Amnesty International is calling for an immediate, thorough and independent investigation into use of force by riot police in Georgia, after protestors in Tbilisi were hit with rubber bullets and tear gas. Levan Asatiani, Senior Campaigner for South Caucasus, was on the ground in Tbilisi and said:
“Eyewitnesses described watching in disbelief as police fired rubber bullets indiscriminately into the crowd. Reports of erratic firing are confirmed by video footage. Rubber bullets can cause serious injuries and should never be used indiscriminately to disperse crowds. Police have the duty to protect public order and respond to violence, but their response must be necessary and proportionate. The disturbing scenes in Tbilisi this morning show a total failure to distinguish between the few violent protestors and the peaceful majority.
The heavy-handed police approach has resulted in scores of injuries, including at least 31 journalistsLevan Asatiani, Senior Campaigner for South Caucasus
“The heavy-handed police approach has resulted in scores of injuries, including at least 31 journalists. Most of them were hurt by rubber bullets, despite being identifiable as journalists as they tried to report on the protests. We are calling for a prompt, thorough and independent investigation into these events. With further protests likely, it’s essential that police are instructed to exercise restraint and respect the right to peaceful freedom of expression.”
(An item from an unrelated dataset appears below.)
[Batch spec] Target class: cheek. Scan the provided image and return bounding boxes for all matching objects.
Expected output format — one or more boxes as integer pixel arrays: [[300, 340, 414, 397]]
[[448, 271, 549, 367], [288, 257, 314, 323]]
Protests with anti-Russian slogans erupted in the Georgian capital Tbilisi after a Russian MP, Sergey Gavrilov, took the speaker’s seat in Georgia’s Parliament as part of a regional inter-parliamentary event. The session was suspended but some protesters attempted to forcibly enter the parliament, demanding the resignations of senior government figures.
In 2008, Georgia and Russia were at war over the Georgian breakaway region of South Ossetia/Tskhinvali Region, where Russia retains a military presence after unilaterally recognizing it as an independent state. The conflict and its aftermath resulted in numerous human rights violations, including the forced displacement of thousands of people, primarily ethnic Georgians, and continue to adversely impact the rights of local communities.